= IBM Secure Service Container =

IBM Secure Service Container is the trusted execution environment available for IBM Z and IBM LinuxONE servers.

==History==
In 2016 IBM introduced the z Appliance Container Infrastructure ("zACI") feature for the IBM z13, z13s, LinuxONE Rockhopper, and LinuxONE Emperor servers, delivered via a driver update (driver level 27). IBM originally conceived its trusted execution environment as best suited for software "appliances," such as its own z/VSE Network Appliance, zAware, and GDPS Virtual Appliance offerings. As IBM improved zACI and broadened its applicability, the company quickly changed its name to IBM Secure Service Container (SSC) when the IBM z14 and LinuxONE Emperor II models launched in 2017.

==Details==
IBM Secure Service Container consists of a combination of hardware, firmware, and software technologies that are commercially available in recent IBM Z and IBM LinuxONE servers. The hardware and firmware elements are primarily extensions to IBM's PR/SM logical partitioning (LPAR) technologies which are Common Criteria Enterprise Assurance Level (EAL) 5+ certified for separation and isolation. A LPAR type of "SSC" is available, and up to 16 TiB of usable main system memory can be allocated per LPAR (the limit as of the IBM z14 and IBM Emperor II server models introduced in 2017).

IBM also supplies a generalized, open source-based software framework for SSCs in the form of IBM Secure Service Container for IBM Cloud Private and a paired, firmware-based enabling feature. This generalized software framework facilitates running conventional virtual machines (VMs) and Docker containers on Linux within the SSC, without requiring special programming to adapt to SSC architecture.
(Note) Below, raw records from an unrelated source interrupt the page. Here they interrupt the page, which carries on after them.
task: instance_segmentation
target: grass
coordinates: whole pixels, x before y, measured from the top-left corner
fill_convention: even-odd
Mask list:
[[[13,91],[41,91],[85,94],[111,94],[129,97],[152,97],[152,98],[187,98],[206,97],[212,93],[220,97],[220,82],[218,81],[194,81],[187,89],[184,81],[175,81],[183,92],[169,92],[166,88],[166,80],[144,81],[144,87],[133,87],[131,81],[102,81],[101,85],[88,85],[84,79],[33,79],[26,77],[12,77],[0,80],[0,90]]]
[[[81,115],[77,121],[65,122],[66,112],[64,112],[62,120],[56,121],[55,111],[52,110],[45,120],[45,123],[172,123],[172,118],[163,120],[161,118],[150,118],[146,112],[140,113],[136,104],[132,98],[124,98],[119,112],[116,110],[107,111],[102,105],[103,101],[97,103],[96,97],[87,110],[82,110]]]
In other words, the IBM Secure Service Container (SSC) is the outer "envelope" within which VMs and software containers (such as Docker containers) run in a highly secure, trusted execution environment.

IBM uses SSCs to host many of its own public cloud services, including IBM Cloud Hyper Protect Services. First adopters of IBM SSC technologies include organizations with extremely demanding security requirements, including digital asset and cryptocurrency firms such as Digital Asset Custody Services (DACS). Most organizations using IBM Secure Service Container also rely heavily on the services that IBM's FIPS 140-2 Level 4 certified Crypto Express hardware security modules and Trusted Key Entry (TKE) equipment provide, although these IBM Z and IBM LinuxONE system features can also be used separately, on their own.